Industry and business groups say that even the threat of a nonattainment designation — and the pollution controls that would follow it — can halt economic development.

At a recent U.S. House hearing, National Black Chamber of Commerce President and CEO Harry Alford cited the case of Baton Rouge, La., which was previously considered in nonattainment with the 2008 standard but came into compliance in April 2014.

According to Alford, the Baton Rouge Chamber of Commerce last year worked with four chemical manufacturers that were interested in making investments in the area.
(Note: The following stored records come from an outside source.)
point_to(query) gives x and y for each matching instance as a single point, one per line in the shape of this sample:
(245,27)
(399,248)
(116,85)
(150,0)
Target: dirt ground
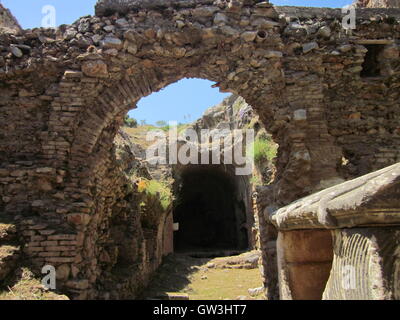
(197,277)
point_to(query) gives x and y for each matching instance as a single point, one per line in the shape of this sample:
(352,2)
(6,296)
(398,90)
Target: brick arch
(75,85)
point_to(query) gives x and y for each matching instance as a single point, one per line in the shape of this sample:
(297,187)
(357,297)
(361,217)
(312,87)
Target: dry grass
(204,279)
(26,287)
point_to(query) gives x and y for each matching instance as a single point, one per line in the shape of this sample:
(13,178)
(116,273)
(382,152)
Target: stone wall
(379,3)
(64,94)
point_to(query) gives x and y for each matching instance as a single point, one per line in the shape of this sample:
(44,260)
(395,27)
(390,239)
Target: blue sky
(184,101)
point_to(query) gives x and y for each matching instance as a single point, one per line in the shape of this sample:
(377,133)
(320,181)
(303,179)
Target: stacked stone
(65,91)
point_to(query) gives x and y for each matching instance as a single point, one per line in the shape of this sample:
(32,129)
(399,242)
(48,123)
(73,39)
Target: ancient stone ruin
(329,97)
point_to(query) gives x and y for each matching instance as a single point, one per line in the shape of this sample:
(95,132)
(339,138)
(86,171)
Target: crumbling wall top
(108,7)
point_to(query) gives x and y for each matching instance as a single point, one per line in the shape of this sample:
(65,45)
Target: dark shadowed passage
(209,217)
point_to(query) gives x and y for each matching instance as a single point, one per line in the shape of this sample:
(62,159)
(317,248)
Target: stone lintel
(371,200)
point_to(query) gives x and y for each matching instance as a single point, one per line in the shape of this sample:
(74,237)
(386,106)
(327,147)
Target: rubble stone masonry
(329,97)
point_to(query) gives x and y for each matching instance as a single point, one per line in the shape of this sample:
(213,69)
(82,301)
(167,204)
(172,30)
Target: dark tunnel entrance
(208,211)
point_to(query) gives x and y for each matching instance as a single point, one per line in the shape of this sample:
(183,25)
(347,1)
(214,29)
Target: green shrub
(264,149)
(156,189)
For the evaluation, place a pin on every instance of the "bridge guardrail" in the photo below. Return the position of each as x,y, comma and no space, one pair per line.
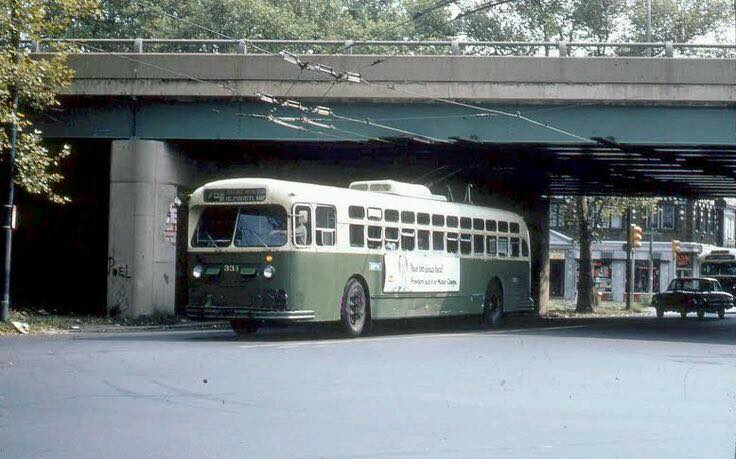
453,47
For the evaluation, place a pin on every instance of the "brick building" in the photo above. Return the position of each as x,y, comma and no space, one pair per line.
699,225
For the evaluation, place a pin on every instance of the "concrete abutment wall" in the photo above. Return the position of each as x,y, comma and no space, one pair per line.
144,177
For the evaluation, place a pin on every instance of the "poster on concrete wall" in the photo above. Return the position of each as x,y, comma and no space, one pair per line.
421,273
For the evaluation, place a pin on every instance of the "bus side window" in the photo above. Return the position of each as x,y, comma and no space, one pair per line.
391,237
503,247
375,237
514,246
407,239
465,243
302,223
423,240
356,212
325,225
357,235
391,215
375,213
491,245
452,242
478,246
438,241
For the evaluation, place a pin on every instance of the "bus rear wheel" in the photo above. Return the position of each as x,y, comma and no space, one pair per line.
354,309
493,306
244,327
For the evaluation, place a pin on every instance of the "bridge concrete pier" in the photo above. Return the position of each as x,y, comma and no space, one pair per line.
141,271
536,214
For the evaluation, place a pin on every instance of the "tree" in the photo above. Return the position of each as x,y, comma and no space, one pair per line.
681,21
35,83
600,20
588,214
267,19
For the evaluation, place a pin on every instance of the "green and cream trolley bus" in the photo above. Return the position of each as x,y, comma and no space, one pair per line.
263,250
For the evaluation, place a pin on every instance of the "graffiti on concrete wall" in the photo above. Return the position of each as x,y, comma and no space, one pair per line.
119,275
171,221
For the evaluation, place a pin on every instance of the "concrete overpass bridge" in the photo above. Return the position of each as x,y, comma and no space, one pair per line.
516,126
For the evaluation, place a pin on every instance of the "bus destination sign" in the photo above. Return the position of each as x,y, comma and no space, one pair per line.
235,195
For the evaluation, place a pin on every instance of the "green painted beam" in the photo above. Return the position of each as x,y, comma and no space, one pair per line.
231,120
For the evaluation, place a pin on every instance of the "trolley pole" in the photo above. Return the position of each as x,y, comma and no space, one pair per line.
628,258
651,262
7,215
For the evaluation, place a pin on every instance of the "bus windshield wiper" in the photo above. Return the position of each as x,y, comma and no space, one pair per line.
212,241
257,237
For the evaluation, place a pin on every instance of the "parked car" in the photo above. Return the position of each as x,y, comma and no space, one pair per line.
693,294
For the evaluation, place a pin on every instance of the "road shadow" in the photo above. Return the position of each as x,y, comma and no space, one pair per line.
644,328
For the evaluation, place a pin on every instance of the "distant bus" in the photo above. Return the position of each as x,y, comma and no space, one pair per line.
263,250
721,265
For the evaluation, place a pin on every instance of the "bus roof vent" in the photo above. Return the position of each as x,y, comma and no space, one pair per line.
397,188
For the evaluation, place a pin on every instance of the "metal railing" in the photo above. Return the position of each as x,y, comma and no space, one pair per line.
452,47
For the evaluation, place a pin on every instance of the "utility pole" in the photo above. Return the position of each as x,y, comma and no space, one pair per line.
8,207
649,27
628,257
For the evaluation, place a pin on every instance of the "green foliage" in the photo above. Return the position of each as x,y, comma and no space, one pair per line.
601,20
36,82
267,19
681,21
599,208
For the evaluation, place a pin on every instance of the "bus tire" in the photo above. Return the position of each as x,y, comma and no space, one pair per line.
354,308
244,327
493,305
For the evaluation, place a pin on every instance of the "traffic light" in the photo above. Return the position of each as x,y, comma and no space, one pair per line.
634,236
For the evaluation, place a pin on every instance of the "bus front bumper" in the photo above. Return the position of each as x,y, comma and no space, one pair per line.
236,312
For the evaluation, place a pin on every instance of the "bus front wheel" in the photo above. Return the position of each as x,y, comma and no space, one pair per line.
244,327
493,306
354,310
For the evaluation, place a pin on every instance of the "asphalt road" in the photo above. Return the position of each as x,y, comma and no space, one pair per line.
597,388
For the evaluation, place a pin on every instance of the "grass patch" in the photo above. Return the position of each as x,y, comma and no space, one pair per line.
41,322
606,308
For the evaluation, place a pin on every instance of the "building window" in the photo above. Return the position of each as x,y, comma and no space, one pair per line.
602,275
641,276
556,215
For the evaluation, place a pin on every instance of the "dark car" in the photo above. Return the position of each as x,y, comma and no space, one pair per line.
693,294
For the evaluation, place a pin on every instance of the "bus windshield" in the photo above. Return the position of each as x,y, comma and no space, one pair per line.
249,226
718,269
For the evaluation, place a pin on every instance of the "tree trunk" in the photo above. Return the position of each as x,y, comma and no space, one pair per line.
585,275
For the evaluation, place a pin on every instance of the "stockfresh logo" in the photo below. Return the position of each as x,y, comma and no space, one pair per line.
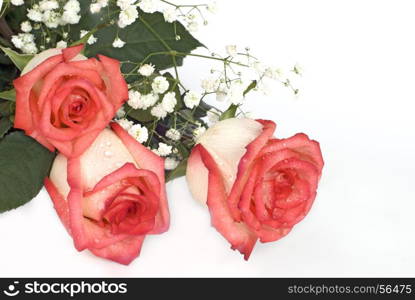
12,289
64,288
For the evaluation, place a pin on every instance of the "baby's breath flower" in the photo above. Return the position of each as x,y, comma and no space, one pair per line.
124,123
17,2
61,44
127,16
213,115
29,48
140,133
95,8
146,70
103,3
236,93
160,85
148,6
170,163
118,43
25,42
134,99
222,92
191,99
198,132
170,14
70,17
158,111
72,6
46,5
26,26
34,13
210,85
164,149
173,134
149,100
232,50
17,41
91,40
51,18
169,102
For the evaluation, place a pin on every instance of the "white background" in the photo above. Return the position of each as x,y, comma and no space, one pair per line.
357,99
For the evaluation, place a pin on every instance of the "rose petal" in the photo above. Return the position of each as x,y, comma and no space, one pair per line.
238,234
245,166
122,252
148,160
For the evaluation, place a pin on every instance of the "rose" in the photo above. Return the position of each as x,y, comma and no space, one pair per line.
64,100
111,196
256,186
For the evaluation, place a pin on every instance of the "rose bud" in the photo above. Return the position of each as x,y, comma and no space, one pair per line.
256,186
111,196
64,100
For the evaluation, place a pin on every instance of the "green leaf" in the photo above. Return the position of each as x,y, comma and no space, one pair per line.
24,164
178,172
19,60
229,113
140,40
250,87
5,125
8,95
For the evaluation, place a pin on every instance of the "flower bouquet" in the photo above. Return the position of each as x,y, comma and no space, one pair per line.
93,108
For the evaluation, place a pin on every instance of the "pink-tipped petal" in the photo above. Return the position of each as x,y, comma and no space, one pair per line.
238,234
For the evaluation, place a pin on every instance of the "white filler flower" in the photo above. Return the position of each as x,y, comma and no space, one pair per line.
169,102
140,133
173,134
164,149
160,85
146,70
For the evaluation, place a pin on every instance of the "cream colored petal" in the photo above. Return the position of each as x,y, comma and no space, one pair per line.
103,157
226,142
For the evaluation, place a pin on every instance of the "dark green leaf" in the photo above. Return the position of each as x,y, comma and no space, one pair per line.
178,172
8,95
250,87
140,40
5,125
229,113
24,164
19,60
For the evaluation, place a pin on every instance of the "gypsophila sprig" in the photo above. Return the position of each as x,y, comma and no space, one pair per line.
161,112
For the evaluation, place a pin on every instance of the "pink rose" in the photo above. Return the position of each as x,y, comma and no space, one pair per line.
64,100
256,186
111,196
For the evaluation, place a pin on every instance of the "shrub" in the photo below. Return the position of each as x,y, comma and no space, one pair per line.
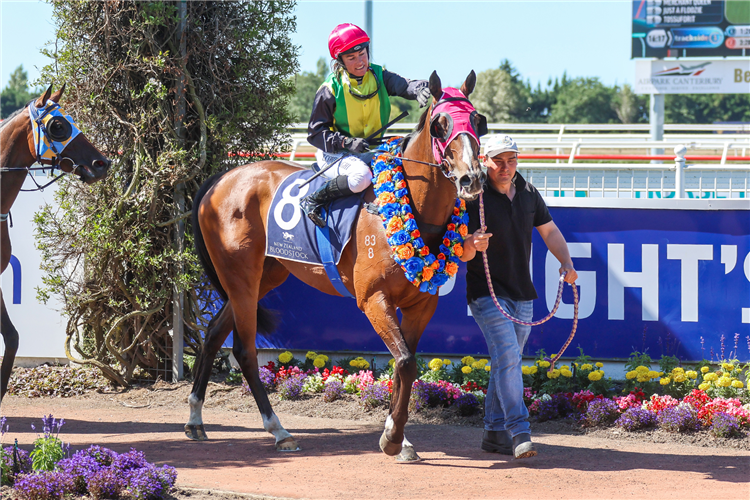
375,395
636,418
680,418
601,412
334,390
467,404
725,425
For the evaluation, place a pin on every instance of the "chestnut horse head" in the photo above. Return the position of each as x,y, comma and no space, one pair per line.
40,133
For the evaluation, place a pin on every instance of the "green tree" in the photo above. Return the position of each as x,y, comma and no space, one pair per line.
16,94
501,95
114,252
583,100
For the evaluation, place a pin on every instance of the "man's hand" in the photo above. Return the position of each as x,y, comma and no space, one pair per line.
572,275
423,96
356,145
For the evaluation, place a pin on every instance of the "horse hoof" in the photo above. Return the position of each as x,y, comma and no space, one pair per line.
288,444
390,449
195,432
408,455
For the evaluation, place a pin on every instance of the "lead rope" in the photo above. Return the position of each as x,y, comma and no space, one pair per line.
554,309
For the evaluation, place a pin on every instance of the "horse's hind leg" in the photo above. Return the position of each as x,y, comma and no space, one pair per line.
218,330
10,338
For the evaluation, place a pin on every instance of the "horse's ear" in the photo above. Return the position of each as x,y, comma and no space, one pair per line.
468,86
436,88
57,95
43,100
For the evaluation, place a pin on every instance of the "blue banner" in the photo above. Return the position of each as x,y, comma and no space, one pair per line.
664,281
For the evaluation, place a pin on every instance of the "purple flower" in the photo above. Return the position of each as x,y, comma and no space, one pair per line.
680,418
636,418
725,425
334,390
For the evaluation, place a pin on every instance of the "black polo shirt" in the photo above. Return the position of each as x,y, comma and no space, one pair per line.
510,223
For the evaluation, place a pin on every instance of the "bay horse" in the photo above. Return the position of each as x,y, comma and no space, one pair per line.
38,133
229,214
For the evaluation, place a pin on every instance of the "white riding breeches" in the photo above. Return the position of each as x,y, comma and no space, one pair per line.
356,168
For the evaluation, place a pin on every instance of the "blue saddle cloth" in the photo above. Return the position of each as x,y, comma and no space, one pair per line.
291,235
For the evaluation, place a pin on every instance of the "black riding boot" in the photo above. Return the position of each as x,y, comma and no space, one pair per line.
313,204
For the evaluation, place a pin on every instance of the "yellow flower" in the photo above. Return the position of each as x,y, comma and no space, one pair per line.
436,364
724,381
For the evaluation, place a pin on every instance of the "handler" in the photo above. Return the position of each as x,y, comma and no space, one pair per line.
512,207
350,105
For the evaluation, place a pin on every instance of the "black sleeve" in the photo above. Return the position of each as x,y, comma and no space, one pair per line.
541,212
402,87
319,132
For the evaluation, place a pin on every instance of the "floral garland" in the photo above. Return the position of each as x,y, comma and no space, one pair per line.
423,269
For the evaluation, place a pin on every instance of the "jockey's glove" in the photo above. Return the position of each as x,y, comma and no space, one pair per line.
356,145
423,96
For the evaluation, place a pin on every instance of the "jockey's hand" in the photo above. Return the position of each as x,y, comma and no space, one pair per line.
423,96
356,145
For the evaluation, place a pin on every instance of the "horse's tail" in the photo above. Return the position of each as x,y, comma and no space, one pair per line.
267,320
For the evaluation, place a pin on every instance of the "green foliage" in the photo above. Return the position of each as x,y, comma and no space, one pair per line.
16,94
116,252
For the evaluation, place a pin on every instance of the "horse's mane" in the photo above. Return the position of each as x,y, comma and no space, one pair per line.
10,116
413,133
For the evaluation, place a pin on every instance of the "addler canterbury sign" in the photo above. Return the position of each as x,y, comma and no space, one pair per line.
693,77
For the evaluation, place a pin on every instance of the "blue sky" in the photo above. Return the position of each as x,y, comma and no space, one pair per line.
542,38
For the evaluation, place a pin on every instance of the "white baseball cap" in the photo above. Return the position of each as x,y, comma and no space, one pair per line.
499,144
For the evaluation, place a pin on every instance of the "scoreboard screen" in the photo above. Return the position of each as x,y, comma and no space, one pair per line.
691,28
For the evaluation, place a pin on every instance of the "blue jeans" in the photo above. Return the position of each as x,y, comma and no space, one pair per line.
504,408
While two of the companies executed purchase agreements on industrial locations in the Baton Rouge area, all four companies eventually pulled out, citing EPA’s proposed new ozone standard and the possibility of the region falling back into nonattainment as having influenced their decisions.

"The four lost projects in Baton Rouge are only the tip of the iceberg," Alford said. "Without a doubt, there have been others, and there will be more."

The Texas Commission on Environmental Quality, which has long sparred with EPA over air regulations, has charged that the agency is using shaky science in its proposal and that there would be little or no benefit to tightening the standard.

EPA has estimated that the cost of installing pollution controls nationwide under its proposed will be up to $13.9 billion, though that figure excludes California. The agency, however, says that health benefits will outweigh costs by up to a 3-to-1 ratio.

Environmentalists and public health groups, which are calling on EPA to set a standard no higher than 65 ppb, say that worries about the economic impact of nonattainment designations are overblown and that industry groups are ignoring the health savings. They point to the fact that the nation’s gross domestic product has overall grown as the air has gotten cleaner.

"Certainly many areas of the country suffered in the economic downturn of 2008, but I don’t think any credible voice has linked that downturn to any environmental policy," said Paul Billings, senior vice president of advocacy and education at the American Lung Association. "We’ve seen tremendous growth in many areas of that country that have had nonattainment designations, like Atlanta and Washington, D.C. So I think that that’s a claim that is made, but I don’t think there’s data that supports that claim because we continue to see growth and prosperity."

In its comments to EPA, the Alamo Area Council of Governments noted its efforts in the past to lower ozone levels and said it would cooperate with EPA to come into attainment with the standard.

But the council’s Williams said the area would rather make improvements voluntarily.

"I think our main focus here is we want to have clean air," Williams said. "I think we want to do that as expeditiously as we can using voluntary measures that we adopt in order to avoid — it’s not really penalties so much as challenges that you have to address when you go into nonattainment."

Cleaning up the air would require "a shared commitment," she added.

"Although it is nice sometimes to point a finger," Williams said, "the reality is that we all drive vehicles, we all use energy and electricity, we’re all contributing to the problem."